According to a decision issued on Monday, a Utah federal court handed a victory to activists who imitate corporate spokespeople and websites in order to make a political point. (See, for instance, the recent Yes Men action against GE’s tax evasion.) The case was between the group Youth for Climate Truth and the infamous Koch Industries. According to analysis from the Electronic Frontier Foundation:
The case has its origin in a brief action carried out by members of Youth For Climate Truth (YFCT), a group concerned about climate change. The action targeted Koch Industries, a billion dollar company that has publicly challenged the science behind climate change theories. Borrowing “identity correction” techniques pioneered by groups such as the Yes Men, YFCT issued a press release, purportedly from Koch, in which the company promised to stop funding organizations that deny climate change. The release was posted for a few hours on a website (www.koch-inc.com) that partially imitated Koch Industries’ own website. The action received some media coverage, but no press organization thought the release was real. If Koch were sensible, that should have been the end of it.
But Koch was not sensible. It sued YFCT for trademark infringement, cybersquatting, violation of the Computer Fraud and Abuse Act (for allegedly not complying with the terms of service on the real Koch website) and assorted state claims, then issued subpoenas seeking the identities of the YFCT members.
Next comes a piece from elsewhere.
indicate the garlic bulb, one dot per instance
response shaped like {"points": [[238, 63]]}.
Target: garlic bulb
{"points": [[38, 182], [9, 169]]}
With help from lawyers at Public Citizen, YFCT moved to quash the subpoenas and dismiss the case.
Judge Dale Kimball granted the motion and threw the whole thing out. On the trademark claims, the judge noted that YFCT’s activities were clearly noncommercial and, therefore, governed by the First Amendment, not state or federal trademark law.
“It’s the tail wagging the dog,” Mr. Gupta said of using such accusations “to unmask your critics.”
And it’s more common than you may think, he said, adding that he was able include more than a dozen cases on the subject in his court filing. And tellingly, he notes that some of these cases were withdrawn once an anonymous critic had been exposed.
I asked Andy Bichlbaum of the Yes Men about this, and he said the decision didn’t surprise him. But, he added, “it’s always a relief when things happen according to common sense. A decision in Utah is a great place to start—now on to the rest of the world!”